Markets and Inequality
August 16, 2013
In the August 16 issue of The Financial Times, popularizing economics writer Tim Harford joined the chorus of voices raising the issue of income inequality. He asked whether or not we should care that the income gap is widening. He suggested there are two reasons we might care: process and outcome. On the process, Harford writes:
Following the crisis, it might be unfashionable to suggest that the rich actually earned their money. But knee-jerk banker-bashers should take a look at research by Steven Kaplan and Joshua Rauh, again in the JEP symposium [pdf]. They simply compare the fate of the top earners across different lines of business. Worried that chief executives are filling their boots thanks to the weak governance of publicly listed companies? So am I, but partners in law firms are also doing very nicely, as are the bosses of privately owned companies, as are the managers of hedge funds, as are top sports stars. Governance arrangements in each case are different. Perhaps, then, some broad social norm has shifted, allowing higher pay across the board? If so, we would expect publicly scrutinised salaries to be catching up with those who have more privacy – for instance, managers of privately held corporations. The reverse is the case. The uncomfortable truth is that market forces – that is, the result of freely agreed contracts – are probably behind much of the rise in inequality.
While some will undoubtedly hold this up as evidence that the wealthy deserve their incomes, two additional conclusions to be drawn are: 1) markets do not operate as economists think they do; 2) markets are not socially desirable institutions. The first point is exemplified by Harford’s definition of market forces as “the result of freely agreed contracts.” This is based on the liberal conception of atomistic individuals. There is no power within this theorized market. There are only unconnected individuals, freely engaging and disengaging according to their particular desires.

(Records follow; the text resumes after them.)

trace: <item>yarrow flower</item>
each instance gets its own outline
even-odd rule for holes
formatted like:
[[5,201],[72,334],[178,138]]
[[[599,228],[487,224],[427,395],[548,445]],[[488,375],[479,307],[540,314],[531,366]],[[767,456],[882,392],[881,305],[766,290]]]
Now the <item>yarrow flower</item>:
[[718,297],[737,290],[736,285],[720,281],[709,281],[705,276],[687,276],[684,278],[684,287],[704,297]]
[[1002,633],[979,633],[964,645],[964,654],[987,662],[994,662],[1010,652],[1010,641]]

Harford undermines this definition with his conclusion that the process and outcomes are not distinct: “The harmful outcome and the unfair process feed each other. The more unequal a society becomes, the greater the incentive for the rich to pull up the ladder behind them. … At the very top of the scale, plutocrats can shape the conversation by buying up newspapers and television channels or funding political campaigns.” This latter process is not distinct from – or contrary to – markets. Rather, it exemplifies the inseparability of power from markets.